What then of the argument that the eradication of poverty required better ‘governance’ and that Ethiopians would be much better off if ‘governance’ were more rigorously applied in tackling it? For a start, and however strong the evidence to the contrary, Meles simply did not accept that he was presiding over a period of harsh new restrictions. Then he gave me something of a tutorial on the ‘developmental state’, one of the themes of his thesis for the university in Rotterdam.
The most substantial excerpt posted on the Internet came from a chapter entitled ‘Democracy, Developmental State and Development’. In it he first reviews the evidence for democracy getting in the way of development. There is the ‘hustle of democracy’, and the burden of government having ‘to deal with democratic legitimisation of its rule’. Politicians are able to think no further than the next election. ‘It is argued therefore that the developmental state will have to be undemocratic in order to stay in power long enough to carry out successful development.’
These concerns are not to be lightly dismissed, but there is a way round them, he writes.

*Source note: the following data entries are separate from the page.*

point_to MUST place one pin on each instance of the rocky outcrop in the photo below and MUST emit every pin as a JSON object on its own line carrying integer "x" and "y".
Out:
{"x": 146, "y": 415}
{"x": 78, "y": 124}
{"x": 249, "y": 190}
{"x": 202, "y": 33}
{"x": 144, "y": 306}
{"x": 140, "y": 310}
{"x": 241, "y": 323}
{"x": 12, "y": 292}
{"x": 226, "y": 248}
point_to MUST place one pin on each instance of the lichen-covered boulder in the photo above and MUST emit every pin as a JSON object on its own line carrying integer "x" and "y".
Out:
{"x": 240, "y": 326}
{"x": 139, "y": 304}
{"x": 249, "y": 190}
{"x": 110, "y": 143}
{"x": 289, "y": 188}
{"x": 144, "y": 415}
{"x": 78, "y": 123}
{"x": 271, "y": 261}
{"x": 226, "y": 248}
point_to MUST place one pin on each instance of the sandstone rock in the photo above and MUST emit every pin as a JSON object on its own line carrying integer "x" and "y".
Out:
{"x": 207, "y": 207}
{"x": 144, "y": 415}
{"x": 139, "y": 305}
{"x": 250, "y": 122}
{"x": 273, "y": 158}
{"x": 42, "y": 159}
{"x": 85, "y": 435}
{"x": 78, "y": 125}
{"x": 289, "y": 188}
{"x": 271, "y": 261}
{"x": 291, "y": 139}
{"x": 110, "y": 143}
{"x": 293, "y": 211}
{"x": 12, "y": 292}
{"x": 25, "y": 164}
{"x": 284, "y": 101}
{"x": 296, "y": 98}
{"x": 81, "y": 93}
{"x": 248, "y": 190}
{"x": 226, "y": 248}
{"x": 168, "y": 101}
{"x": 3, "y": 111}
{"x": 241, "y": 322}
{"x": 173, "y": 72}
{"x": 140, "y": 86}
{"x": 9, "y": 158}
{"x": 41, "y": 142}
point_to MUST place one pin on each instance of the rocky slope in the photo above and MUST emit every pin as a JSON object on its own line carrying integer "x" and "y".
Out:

He points to the broad coalitions that kept stable democratic governments in power for long periods in Scandinavia and Japan, the ‘so-called dominant party democracies’. Unsurprisingly, this is the option that Meles the politician appears to favour in his role as academic analyst. The rural population, he goes on, can be ‘the solid base for a stable developmental coalition in a developing country’. There, too, analysis appears conveniently to fit in with political practicality in Ethiopia. ‘The most likely scenario for a state that is both democratic and developmental to emerge is in the form of a dominant party or dominant coalition democracy.’
In the final paragraph of the excerpt, Meles adds a telling qualification. A democratic outcome is never guaranteed in the developing world, but in the right conditions ‘there is a reasonable chance for a developmental and democratic state to emerge’.
Meles’s quarrel with the big donors centred on their use of aid as a lever to propel the country along the democratic path at their pace, not his. They needed guarantees, timetables, and performance indicators. He had his academic studies to inform him, and he offered only ‘a reasonable chance’ of democracy. ‘Some in the neoliberal world seem to believe that economic development and growth and good governance and democratization are inseparable,’ he said.
That is not validated by historical facts. Theoretically, there is no reason to believe that democratization is a precondition of economic development. The reverse—that democratization can be the result of a certain level of economic development—appears to be more robust than the other way round, but even that in our view is not a proven fact. Germany was the most advanced economy in Europe prior to the Second World War. It never had much success in democratization—a brief interlude in the Weimar Republic, and even that was a very problematic period.
As in the case of the ‘first conditionality’ relating to free market reforms, Meles said that Ethiopia had paid a price for not subscribing to the donors’ ‘governance’ agenda.
They have been quite frank with us, and we have been quite frank with them and in the end we came to an understanding—we get less aid, but we get more space. They get more delivery with less money. . . . Nevertheless the fact remains that we are to some extent externally accountable. There is some level of externalization of accountability, even here in Ethiopia. It comes with the territory.
He gave as an example relations between government and opposition in the violent aftermath of the disputed 2005 elections. Meles argued that such disputes in Europe would be addressed by the parties themselves or taken to court. ‘That is not what happens in Ethiopia,’ he said. ‘If we have disagreements, sometimes the embassies know of them before some of us have become aware that there are these disagreements.’ Yet the government did itself on occasions seek the donors’ intervention to try and resolve such differences, and Meles saw that as ‘a very clear indication of the externalization of accountability. That retards the maturation process of the institutions of democratic governance in Ethiopia.’
The fault line in this argument, surely, lay in the idea that political dialogue or court processes offered the opposition any prospect of redress when scores of their supporters had been shot dead and when their leadership had been thrown into jail facing charges of genocide.